И еще у меня есть маленькое потайное озерко, над краем которого я сейчас распластался, как идиот. Вот он ты, Рафаэль. Ты ждал меня? Ты соскучился? Голубое небесное око смотрит на меня из бездны, что сверху, а лицо мое, улыбаясь, всплывает ко мне из бездны, что внизу.

ВО ДВОРЕ ДЯДИ АВРААМА

Во дворе дяди Авраама, в тени ветвистого харува, стоит широкий стол. Его столешница сделана из цельного гладкого камня, а вместо ножек у него железные козлы. Верхняя сторона камня служит Аврааму для еды и всякого рода тонкой работы, а на нижней высечены слова:

Здесь лежит

Авраам Сташевский

Последний Еврейский Каменотес

Родился 11 января 1908 года

Покончил самоубийством………….

Покойся с миром

«Все уже готово, да, Рафаэль?
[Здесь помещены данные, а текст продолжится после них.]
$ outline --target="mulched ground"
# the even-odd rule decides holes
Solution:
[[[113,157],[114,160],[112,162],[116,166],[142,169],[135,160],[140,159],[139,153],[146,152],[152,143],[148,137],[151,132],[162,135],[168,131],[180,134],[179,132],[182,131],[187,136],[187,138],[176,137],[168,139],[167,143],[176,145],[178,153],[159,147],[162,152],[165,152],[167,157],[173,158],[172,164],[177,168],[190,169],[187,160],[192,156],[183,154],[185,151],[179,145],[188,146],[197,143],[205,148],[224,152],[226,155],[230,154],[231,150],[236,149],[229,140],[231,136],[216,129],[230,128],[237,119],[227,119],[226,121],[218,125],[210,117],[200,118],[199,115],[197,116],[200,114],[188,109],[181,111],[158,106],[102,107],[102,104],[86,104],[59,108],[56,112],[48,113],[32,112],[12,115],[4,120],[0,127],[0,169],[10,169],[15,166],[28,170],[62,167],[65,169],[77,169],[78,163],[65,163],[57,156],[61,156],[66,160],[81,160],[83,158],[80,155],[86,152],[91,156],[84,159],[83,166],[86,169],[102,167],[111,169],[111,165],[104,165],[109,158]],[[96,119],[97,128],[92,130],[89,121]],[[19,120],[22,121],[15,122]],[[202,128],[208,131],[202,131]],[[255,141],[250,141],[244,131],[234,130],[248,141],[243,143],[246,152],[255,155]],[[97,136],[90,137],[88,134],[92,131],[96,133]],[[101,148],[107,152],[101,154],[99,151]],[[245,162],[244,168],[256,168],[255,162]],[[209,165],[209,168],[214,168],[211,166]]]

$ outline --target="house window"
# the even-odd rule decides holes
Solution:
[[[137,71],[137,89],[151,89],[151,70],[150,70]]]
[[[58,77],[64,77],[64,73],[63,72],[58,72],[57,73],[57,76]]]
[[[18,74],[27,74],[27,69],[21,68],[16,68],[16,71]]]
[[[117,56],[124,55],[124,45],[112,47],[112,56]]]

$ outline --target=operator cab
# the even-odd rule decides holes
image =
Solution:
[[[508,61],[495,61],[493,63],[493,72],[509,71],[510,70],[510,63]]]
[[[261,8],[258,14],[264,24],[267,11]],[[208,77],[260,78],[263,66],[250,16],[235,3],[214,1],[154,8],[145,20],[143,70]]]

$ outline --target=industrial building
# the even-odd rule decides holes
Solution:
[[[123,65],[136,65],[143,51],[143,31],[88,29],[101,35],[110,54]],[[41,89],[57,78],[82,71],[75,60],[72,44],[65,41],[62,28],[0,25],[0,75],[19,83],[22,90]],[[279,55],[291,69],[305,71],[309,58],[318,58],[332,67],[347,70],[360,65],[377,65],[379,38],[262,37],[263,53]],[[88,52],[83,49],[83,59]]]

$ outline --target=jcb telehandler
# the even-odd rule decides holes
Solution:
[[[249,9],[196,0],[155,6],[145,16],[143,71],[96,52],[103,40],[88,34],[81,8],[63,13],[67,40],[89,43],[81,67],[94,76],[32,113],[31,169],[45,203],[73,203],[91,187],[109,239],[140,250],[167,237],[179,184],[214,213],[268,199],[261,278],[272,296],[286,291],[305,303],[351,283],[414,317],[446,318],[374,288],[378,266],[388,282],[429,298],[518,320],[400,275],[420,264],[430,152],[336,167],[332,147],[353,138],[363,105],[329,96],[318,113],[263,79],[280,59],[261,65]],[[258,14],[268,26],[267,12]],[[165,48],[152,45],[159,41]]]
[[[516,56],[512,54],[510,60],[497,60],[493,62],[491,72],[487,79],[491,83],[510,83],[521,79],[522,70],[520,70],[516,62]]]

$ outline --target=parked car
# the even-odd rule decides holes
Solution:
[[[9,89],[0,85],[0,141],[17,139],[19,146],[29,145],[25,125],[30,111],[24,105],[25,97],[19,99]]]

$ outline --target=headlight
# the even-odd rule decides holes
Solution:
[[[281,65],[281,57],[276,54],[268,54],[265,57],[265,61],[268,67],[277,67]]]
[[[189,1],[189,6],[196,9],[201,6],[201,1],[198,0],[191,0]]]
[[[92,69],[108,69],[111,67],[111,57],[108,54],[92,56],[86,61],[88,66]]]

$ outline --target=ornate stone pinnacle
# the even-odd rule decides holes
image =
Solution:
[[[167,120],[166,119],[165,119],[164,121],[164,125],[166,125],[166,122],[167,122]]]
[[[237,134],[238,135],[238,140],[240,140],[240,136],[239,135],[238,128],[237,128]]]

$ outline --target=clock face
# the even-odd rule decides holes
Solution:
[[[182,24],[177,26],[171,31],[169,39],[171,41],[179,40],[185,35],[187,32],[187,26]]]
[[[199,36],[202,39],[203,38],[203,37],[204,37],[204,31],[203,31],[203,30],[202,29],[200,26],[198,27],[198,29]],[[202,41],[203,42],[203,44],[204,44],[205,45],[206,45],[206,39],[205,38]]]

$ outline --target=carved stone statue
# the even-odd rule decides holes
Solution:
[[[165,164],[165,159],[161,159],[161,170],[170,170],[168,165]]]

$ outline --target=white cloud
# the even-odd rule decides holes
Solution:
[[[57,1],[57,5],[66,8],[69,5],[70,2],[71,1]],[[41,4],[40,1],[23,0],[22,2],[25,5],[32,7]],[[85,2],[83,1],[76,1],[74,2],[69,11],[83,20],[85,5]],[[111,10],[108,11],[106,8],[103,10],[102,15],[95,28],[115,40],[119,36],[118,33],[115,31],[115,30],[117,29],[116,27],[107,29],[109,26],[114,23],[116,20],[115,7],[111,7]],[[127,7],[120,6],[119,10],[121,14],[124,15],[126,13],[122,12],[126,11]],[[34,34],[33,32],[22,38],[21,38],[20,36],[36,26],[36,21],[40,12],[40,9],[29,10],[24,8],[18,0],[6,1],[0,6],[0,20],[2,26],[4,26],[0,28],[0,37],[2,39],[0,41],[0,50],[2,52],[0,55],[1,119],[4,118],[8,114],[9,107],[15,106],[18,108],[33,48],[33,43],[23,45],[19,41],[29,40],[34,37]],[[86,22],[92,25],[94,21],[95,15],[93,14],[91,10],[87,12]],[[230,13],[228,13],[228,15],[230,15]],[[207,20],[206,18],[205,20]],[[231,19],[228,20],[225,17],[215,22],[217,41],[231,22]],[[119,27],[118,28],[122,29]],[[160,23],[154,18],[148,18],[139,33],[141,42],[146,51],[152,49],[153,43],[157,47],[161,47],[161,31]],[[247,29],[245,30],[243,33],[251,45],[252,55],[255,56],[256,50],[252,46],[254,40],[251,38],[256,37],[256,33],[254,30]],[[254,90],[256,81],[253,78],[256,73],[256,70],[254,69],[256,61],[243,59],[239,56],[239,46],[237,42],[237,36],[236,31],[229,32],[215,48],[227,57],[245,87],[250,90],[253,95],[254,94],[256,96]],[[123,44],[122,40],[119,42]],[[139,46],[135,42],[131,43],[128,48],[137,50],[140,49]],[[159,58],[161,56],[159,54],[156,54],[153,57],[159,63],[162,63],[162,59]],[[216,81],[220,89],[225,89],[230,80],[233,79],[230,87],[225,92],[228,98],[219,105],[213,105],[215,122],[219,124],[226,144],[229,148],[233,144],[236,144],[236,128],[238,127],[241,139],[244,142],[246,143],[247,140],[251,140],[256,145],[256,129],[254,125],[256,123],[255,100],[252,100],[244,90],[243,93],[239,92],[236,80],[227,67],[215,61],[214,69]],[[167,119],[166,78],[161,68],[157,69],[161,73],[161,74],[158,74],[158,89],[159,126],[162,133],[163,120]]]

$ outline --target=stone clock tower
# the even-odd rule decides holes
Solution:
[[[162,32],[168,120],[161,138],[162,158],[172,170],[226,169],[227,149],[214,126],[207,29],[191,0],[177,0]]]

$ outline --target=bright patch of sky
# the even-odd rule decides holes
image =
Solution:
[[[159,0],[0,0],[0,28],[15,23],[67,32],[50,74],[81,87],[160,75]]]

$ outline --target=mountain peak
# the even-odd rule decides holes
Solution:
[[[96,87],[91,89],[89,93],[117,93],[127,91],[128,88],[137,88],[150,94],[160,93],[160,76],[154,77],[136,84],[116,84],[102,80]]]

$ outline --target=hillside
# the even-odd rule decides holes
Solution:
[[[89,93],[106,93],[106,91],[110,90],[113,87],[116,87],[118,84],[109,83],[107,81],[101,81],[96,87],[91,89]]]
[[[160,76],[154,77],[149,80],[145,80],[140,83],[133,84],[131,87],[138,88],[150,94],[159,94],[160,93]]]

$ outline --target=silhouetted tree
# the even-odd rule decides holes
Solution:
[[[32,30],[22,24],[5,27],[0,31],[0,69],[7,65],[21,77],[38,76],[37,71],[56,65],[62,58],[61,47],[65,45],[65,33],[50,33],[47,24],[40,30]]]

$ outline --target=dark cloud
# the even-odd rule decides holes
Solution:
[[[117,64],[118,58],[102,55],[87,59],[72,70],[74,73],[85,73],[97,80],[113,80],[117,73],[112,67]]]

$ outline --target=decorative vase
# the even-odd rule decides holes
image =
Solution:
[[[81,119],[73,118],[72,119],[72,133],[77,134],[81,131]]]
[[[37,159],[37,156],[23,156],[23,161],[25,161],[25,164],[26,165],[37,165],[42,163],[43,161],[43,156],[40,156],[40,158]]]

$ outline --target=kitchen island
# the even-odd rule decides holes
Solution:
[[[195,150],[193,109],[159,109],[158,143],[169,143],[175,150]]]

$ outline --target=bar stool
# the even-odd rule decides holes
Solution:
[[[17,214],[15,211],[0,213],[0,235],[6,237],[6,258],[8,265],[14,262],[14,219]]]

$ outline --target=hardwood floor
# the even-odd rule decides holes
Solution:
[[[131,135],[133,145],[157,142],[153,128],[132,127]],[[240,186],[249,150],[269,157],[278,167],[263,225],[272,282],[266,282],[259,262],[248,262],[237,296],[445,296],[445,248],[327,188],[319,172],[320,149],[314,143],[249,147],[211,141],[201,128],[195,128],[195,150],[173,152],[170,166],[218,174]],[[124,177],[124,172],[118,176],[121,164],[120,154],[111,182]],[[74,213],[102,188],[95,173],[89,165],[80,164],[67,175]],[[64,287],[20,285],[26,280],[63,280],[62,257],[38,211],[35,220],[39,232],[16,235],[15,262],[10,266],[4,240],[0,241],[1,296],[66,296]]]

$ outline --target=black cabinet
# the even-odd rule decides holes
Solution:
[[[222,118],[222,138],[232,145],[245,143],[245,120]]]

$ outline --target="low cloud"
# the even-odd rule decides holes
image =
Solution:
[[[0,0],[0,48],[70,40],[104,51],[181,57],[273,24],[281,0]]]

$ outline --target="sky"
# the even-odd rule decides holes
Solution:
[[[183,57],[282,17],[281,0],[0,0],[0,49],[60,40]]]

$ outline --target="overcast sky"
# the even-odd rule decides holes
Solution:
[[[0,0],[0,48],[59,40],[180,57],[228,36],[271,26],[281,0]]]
Когда мне удастся, тебе останется только перевернуть этот стол, добавить дату после слов «Покончил самоубийством» и положить на мою могилу».

Раз в неделю, вечером с наступлением субботы[51], я приносил ему небольшую кастрюльку куриного супа. Его варила Рыжая Тетя, всегда она, и Бабушка никогда не забывала налить Аврааму его постоянную порцию. И каждое утро я приносил ему булку белого хлеба, «свежего-свежего», и еще кое-какие продукты из бакалейной лавки.

«Купи себе какую-нибудь жвачку на сдачу, да, Рафаэль?»

Всегда во дворе. Всегда сидит в тени своей «люльки», под тем маленьким навесом для каменотесов, который он поставил, чтобы затенить себе голову. Всегда работает. Всегда предупреждает меня о летящих «искрах».